Ее соседки визгливо засмеялись.

– К тебе, Юленька, Шалва не пойдет, – снисходительно пояснила Варвара Петровна. – Твой поезд ушел, как и наш. Ему только молодых подавай.

– А кто он, этот Шалва-то? – чувствуя охватившее ее любопытство, нетерпеливо спросила Юлия Петровна, забрасывая в рот очередную щепотку семечек.

– Сапсем прапащий баба! – осуждающе покачала головой Марзия Хасановна. – Даже кто такой Шалва не знаит…

– Это же наш местный олигархик! – сказала Ольга Валерьевна. – У него чебуречная. А живет он в первом подъезде. Холостой. Но каждый месяц женится на новой блондинке. Вот сейчас обхаживает Маргаритку из двадцать третьей.

– Ох, бабоньки, а что у нас в школе делается! – вдруг азартно сказала Юлия Петровна, возбужденно хрустя семечками. – К нам молодой биолог поступил на работу. Совсем еще мальчик, только после института. Так его директриса, эта змея подколодная, тут же в оборот взяла.
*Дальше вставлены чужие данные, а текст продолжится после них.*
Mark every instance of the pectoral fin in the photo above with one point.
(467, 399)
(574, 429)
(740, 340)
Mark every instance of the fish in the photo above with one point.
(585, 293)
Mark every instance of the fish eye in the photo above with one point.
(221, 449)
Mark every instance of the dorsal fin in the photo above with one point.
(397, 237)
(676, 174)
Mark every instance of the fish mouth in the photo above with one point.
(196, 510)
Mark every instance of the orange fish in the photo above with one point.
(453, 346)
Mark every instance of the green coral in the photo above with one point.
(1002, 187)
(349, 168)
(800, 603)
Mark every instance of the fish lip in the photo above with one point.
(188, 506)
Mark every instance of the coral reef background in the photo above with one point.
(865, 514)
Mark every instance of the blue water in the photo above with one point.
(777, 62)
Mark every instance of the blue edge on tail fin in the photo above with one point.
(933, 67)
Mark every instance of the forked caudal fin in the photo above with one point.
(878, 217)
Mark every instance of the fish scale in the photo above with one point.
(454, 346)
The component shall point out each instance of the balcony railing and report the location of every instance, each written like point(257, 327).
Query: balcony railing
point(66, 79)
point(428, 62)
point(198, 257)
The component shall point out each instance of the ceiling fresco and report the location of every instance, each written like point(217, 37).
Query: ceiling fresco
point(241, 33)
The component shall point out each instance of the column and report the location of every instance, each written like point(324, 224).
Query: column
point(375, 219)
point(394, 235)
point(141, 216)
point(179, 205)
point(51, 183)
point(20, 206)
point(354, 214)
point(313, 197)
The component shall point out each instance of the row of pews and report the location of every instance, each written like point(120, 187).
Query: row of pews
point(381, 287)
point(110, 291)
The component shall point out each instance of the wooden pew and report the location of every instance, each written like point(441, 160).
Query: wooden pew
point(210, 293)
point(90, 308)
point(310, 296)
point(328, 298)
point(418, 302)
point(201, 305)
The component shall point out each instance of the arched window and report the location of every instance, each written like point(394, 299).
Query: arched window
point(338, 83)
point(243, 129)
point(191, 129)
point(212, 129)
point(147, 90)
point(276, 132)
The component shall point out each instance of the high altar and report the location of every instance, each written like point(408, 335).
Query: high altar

– Надо же! – всплеснула руками Ольга Валерьевна. – У нее такие новости в школе, а она ходит тут, святошу из себя строит. Ну, рассказывай!

– В подробностях! – потребовала Варвара Игнатьевна.

– Да не малши ты, пажалста! – взмолилась и Марзия Хасановна.

– Сейчас, сейчас, – заторопилась Юлия Петровна, и обнаружила, что у нее кончились семечки. Тут в ее голове как будто что-то щелкнуло: «А что это я тут делаю, когда мне надо к занятиям готовиться? Завтра же в школу!»

Она торопливо встала с места и молча устремилась к своему подъезду.

– Ты куда!? – остановил ее нестройный возмущенный хор. – А кто нам про школьные новости расскажет?

– Извините, милые, не сегодня, – сконфуженно сказала Юлия Петровна. – Еще будет время…

– Ну и пусть себе топает, – пренебрежительно сказала Варвара Игнатьевна. – Никуда она от нас не денется, помяните мое слово! Марзия Хасановна, голубушка, у тебя еще семечки есть?.. Рахмат! Так, на чем мы остановились?

– Не на чем, а на ком, – поправила ее Ольга Валерьевна. – На Шалве, будь он неладен!


Пятка

В семидесятых под Новый год возвращались мы в редакционном уазике из глубинки – ездили для сбора материала в праздничный номер. Мы – это водитель, корреспондент Гена и ваш покорный слуга, тогда завсельхозотделом районной газеты.

До райцентра оставалось немного, и тут уазик влетел в снежный перемет. Как ни раскачивал водитель машину взад-вперед, она оседала в сугроб все глубже. Пришлось и мне, и Гене вылезать из теплой уютной кабины и, проклиная все на свете, выталкивать уазик.

Провозились не меньше часа, пока вызволили его из снежного плена. А ноги наши, хоть и в теплых ботинках, уже начали отваливаться. Заскочили мы с Геной в машину почти в полной темноте и устроились оба на заднем сидении с ногами, скинув промерзшие ботинки.

Водитель включил фары и погнал уазик дальше. Тут бы подремать в тепле на покачивающемся мягком сидении, но окоченевшие ноги все никак не отходили. Нащупал я свою пятку – а она совершенно задубела, не ощущает, что я держу ее в горсти!

Испугался я: «Ну все, отморозил, на фиг!». Да и вся нога бесчувственная совершенно. Ухватил пятку и ну давай ее массировать и натирать обеими руками, аж вспотел весь от усердия. А она все не отходит. Точно, отморозил!

И тут Гена мне говорит: «Спасибо, друг! А теперь себе…»

Вот ёшкин кот! Это у нас на заднем сидении ноги переплелись, и я, в темноте вцепившись в Генину, давай её спасать! Потом я, конечно, и собственную нашёл – ничего, тоже выжила, родимая!

А позже, дома у ёлки, так отплясывал на радостях, что уж и опять ног под собой не чуял…

Верное средство

И вот, когда Пулины во время исполнения взаимного супружеского долга, провозившись, как два малогабаритных бегемотика, битый час, так и остались ни с чем, они поневоле призадумались.